Pandas Exercises for Data Analysis (Interactive) (machinelearningplus.com)

by selva86 33 comments 126 points
Read article View on HN

33 comments

[−] ronfriedhaber 59d ago
Pandas is terrific, yet even its original author has noted inherent shortcomings [1], and there exist alternatives.

Polars seems to be the most prominent competitor in the Python DataFrame space, and DuckDB appears to pursue an approach similar to SQLite, but columnar.

I am personally working on a solution to a broader problem, which can also be viewed as an alternative to Pandas [2].

[1] https://wesmckinney.com/blog/apache-arrow-pandas-internals/

[2] https://github.com/ronfriedhaber/autark

[−] arijun 59d ago
For your link [1], many of those issues have been addressed with pandas 2.0 (which I believe Wes Mckinney [pandas' original author] contributed to). So it's a bit disingenuous to point to that post and say "See? Even Wes disowns it!"

That being said, if I were to start a new project requiring that kind of work today, I would probably try Polars first. Their greenfield implementation allowed them to get rid of many of the crusty edges of pandas.

[−] 0x696C6961 59d ago
Would be nice to have a polars version of this.
[−] selva86 64d ago
Build this as an interactive tool for our popular 101 Pandas exercises. The code runs entirely in local in your browser. Would love feedback on the ease of use and the editor UX.
[−] short_sells_poo 59d ago
You'll get a lot of responses saying Polars is better than Pandas. I argue those people are missing the point and don't understand Pandas' real strength or why people choose Pandas today.

Pandas was never meant to be a technologist's tool. It was meant to be a researcher's tool and was unfortunately coopted to be a technical solution as well. It has not well escaped it's roots.

Pandas is fantastic for doing iterative and interactive research on semi-structured data. It has a lot of QoL facilities and utility functions for seamlessly dealing with exploratory timeseries analytics for in-core data.
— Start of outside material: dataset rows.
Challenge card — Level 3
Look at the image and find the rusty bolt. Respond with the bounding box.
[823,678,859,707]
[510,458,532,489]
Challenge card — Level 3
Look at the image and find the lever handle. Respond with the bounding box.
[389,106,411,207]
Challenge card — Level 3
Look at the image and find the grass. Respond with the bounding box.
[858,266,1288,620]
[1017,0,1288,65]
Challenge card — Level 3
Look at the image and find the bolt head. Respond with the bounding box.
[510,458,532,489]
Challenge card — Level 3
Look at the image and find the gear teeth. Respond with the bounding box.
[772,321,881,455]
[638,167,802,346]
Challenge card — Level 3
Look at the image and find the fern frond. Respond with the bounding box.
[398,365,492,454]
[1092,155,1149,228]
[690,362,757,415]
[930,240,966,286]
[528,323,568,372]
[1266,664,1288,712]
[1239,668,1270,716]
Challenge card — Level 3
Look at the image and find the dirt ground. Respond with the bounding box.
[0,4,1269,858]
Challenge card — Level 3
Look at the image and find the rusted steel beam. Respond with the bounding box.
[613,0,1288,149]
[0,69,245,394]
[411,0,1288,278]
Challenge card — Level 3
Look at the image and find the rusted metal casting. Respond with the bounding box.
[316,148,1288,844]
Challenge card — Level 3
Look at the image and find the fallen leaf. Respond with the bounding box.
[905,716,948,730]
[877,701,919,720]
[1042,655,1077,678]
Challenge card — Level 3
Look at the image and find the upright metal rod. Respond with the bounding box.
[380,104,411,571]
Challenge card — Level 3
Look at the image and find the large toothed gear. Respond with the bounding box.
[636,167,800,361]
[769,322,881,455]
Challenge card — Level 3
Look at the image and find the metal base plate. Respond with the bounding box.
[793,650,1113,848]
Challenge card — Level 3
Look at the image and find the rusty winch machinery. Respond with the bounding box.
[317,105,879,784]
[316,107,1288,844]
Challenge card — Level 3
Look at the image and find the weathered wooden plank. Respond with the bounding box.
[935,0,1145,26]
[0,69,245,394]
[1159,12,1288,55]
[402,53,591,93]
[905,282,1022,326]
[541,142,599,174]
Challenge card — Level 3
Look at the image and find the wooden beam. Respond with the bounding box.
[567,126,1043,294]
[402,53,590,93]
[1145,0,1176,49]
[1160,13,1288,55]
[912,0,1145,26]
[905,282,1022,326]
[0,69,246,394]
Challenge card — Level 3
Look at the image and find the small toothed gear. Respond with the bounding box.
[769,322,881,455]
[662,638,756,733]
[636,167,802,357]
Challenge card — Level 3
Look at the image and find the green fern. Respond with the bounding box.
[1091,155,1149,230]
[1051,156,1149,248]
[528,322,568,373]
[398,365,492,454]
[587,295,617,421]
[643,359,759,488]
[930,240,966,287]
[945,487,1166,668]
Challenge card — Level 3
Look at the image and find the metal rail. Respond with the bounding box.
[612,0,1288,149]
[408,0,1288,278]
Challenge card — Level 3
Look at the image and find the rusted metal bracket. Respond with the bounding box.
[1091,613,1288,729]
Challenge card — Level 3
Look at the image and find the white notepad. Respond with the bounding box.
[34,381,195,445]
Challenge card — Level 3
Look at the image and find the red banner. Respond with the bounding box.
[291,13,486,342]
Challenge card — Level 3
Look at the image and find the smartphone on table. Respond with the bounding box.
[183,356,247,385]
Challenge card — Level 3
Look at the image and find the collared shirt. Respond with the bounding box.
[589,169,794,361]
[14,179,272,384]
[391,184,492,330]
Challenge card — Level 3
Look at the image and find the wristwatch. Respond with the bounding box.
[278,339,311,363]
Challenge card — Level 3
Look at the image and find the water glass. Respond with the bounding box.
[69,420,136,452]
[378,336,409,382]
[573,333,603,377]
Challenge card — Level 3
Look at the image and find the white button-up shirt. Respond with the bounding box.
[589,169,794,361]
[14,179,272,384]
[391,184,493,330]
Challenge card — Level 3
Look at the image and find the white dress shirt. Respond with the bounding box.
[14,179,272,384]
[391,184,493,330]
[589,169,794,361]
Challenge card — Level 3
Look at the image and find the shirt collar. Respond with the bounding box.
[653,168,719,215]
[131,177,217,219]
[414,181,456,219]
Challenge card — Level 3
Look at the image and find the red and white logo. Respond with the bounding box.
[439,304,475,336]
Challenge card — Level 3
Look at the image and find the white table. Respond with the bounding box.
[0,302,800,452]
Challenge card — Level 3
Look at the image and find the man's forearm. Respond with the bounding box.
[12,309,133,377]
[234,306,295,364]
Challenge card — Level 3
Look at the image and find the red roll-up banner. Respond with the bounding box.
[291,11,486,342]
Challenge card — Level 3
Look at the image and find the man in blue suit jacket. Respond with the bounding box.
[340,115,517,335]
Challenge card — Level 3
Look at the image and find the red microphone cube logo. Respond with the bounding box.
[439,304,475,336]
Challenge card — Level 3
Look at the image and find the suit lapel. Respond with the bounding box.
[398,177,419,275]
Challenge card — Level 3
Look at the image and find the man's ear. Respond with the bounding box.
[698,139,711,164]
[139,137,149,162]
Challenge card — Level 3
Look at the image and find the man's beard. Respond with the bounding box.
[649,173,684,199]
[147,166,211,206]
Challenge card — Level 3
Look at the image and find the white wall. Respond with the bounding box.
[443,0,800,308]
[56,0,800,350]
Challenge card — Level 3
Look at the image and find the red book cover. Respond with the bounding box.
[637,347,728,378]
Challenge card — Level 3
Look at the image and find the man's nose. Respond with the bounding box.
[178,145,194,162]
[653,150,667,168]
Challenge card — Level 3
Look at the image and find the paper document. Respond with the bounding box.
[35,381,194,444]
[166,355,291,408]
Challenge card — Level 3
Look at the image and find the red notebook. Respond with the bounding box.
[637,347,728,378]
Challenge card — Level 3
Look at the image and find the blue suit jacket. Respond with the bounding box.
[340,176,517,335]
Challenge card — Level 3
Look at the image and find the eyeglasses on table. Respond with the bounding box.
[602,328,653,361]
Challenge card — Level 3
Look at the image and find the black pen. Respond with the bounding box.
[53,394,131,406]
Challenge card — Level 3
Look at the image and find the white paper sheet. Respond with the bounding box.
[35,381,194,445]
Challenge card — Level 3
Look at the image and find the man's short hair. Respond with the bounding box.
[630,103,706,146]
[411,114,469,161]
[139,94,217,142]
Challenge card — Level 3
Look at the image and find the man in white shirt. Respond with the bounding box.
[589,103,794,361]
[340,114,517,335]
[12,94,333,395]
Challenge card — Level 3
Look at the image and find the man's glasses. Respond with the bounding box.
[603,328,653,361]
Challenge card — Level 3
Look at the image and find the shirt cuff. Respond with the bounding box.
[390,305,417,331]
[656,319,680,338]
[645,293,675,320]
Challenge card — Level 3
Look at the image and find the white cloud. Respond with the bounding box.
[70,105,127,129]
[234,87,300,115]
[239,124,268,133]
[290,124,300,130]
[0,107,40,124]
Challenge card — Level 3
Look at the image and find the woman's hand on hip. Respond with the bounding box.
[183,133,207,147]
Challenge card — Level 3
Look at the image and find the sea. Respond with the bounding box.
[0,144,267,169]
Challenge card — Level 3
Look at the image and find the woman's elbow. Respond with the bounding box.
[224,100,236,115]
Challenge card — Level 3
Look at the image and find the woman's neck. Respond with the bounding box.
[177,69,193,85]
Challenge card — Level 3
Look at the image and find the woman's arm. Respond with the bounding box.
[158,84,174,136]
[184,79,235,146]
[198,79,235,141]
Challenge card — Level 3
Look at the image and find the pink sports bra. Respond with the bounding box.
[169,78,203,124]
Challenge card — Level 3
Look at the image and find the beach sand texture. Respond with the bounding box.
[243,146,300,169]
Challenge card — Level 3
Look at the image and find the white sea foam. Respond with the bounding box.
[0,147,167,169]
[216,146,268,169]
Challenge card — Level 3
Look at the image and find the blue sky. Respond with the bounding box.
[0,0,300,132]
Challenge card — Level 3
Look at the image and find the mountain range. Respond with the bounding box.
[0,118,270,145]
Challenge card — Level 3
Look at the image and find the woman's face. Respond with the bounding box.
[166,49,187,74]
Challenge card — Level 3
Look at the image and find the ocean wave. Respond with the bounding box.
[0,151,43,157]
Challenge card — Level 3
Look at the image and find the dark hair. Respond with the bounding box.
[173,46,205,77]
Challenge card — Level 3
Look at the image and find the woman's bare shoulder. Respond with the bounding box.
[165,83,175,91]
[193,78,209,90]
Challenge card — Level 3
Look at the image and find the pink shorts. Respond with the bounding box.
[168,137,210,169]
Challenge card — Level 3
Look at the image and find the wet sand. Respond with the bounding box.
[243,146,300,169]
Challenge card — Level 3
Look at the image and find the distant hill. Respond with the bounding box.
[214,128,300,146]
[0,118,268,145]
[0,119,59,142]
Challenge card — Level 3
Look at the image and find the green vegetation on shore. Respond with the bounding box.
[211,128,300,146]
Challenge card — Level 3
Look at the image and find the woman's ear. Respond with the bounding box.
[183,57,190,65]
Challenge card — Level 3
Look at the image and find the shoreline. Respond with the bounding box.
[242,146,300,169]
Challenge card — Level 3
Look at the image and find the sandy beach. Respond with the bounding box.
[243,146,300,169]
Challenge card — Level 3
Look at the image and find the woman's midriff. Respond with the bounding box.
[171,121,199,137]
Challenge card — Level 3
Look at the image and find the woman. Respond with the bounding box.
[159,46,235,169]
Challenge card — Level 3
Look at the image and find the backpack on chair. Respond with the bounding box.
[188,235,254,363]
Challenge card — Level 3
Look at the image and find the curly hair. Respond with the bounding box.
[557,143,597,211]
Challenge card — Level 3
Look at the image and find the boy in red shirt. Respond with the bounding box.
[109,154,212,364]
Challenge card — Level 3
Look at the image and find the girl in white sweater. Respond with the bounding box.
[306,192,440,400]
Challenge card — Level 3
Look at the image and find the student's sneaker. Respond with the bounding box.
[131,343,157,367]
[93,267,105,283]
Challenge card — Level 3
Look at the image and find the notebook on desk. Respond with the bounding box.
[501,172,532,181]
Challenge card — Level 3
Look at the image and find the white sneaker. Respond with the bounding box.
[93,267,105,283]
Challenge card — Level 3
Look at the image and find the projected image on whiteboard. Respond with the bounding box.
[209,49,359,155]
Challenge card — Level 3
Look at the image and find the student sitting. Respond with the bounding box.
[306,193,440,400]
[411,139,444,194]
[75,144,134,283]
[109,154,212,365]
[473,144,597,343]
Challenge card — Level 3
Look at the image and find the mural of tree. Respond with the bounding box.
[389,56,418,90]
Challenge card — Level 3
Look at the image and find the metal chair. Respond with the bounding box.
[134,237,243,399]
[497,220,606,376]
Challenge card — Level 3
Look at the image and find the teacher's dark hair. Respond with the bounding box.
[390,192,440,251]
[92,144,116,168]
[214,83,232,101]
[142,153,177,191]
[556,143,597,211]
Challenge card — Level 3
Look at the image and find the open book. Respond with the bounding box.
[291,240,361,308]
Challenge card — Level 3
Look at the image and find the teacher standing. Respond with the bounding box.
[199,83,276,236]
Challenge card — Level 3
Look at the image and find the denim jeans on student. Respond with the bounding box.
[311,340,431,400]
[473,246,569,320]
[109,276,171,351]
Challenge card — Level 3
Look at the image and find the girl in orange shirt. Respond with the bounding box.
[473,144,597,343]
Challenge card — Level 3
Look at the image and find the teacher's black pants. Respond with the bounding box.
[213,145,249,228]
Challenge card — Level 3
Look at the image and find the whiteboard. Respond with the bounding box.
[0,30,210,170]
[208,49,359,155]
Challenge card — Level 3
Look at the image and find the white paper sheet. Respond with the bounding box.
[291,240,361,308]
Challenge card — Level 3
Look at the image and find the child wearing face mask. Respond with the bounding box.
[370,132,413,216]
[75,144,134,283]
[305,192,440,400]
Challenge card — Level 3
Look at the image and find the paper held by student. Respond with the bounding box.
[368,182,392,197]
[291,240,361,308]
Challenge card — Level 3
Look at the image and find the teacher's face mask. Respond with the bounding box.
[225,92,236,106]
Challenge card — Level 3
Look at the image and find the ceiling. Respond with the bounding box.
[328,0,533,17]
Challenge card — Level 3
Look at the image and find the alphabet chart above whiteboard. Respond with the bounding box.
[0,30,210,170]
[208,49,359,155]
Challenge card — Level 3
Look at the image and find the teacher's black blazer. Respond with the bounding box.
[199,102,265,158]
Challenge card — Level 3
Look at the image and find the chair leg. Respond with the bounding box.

Data that fits into memory.

For example, I can take two time series and calculate their product:

ts3 = ts1 * ts2

This one line does a huge amount of heavily lifting by automatically aligning the timestamps and columns between the two inputs so that I'm not accidentally multiplying two entries that have the same ordinal but not the same timestamp or column label.

Can I do the same with Polars? Yes, but it comes with exponentially more cognitive overhead. And this is just one example.

Pandas is ultimately a flawed product as it's origin's go back more than a decade where R's dataframe was cutting edge. A lot of innovation happened since then and the API and internals of Pandas mean that certain choices that were made early on are nontrivial to change.

This doesn't change the fact that Pandas is still immensely useful. Eventually perhaps Polars will come close to it, but so far the focus wasn't on interactive use ergonomics unfortunately.

As it stands, I use pandas for research and polars for production systems.

[−] rithdmc 59d ago
Dope. I've just started using Pandas in some personal projects, and am quickly hitting my knowledge ceiling. I think this will be useful. I'll check it out properly after work.
[−] driftnode 58d ago
The author posted a Polars version in the comments and almost nobody noticed. Meanwhile the top comments are still asking for it. Building something useful and having people ignore what you made to request what you already made is a special kind of frustration.
[−] kasperset 59d ago
I don't hear much about Ibis here. https://ibis-project.org On paper it sounds like a good idea. Any opinion about this option.
[−] sghaz 59d ago
The pricing page says, "This page doesn’t seem to exist. It looks like the link pointing here was faulty. Maybe try searching?"
[−] fud101 59d ago
what is the permission it asks for? it seems suspicious af.
[−] kjkjadksj 59d ago
If you think pandas is comfortable, wait until you try base R. Such a comfortable language for data wrangling and analysis.